Apa itu Mastektomi Radikal?

Mastektomi radikal adalah prosedur pengangkatan seluruh payudara untuk mengobati kanker payudara atau tumor berukuran besar. Selain itu, prosedur ini juga mengangkat otot dada di sekitar payudara serta kelenjar getah bening pada aksila atau ketiak.

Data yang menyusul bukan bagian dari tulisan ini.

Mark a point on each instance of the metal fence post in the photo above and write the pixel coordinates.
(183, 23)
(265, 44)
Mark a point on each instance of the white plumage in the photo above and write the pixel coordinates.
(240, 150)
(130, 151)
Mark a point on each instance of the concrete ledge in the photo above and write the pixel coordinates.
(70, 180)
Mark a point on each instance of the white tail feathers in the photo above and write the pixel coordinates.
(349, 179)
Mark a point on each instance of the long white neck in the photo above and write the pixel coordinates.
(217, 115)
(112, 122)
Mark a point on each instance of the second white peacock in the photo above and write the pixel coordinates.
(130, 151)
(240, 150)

Hingga pertengahan tahun 1970-an, prosedur ini biasanya dilakukan pada pasien perempuan yang diduga memiliki jaringan yang membentuk benjolan ganas pada payudaranya. Pengangkatan seluruh bagian payudara dan bagian lainnya dianggap membantu mencegah penyebaran kanker ke bagian tubuh lainnya. Namun, mastektomi radikal hanya dilakukan pada kasus-kasus yang tergolong ekstrim. Sebab, saat ini telah ada teknik operasi yang lebih baru dan meningkatkanya kesadaran masyarakat tentang sifat penyakit ini. Prosedur ini juga dikenal sebagai mastektomi radikal Halsted, yang dinamai setelah penemunya William Stewart Halsted, seorang dokter bedah yang pertama kali melakukan prosedur ini di Amerika Serikat dan mengakui kemanjurannya.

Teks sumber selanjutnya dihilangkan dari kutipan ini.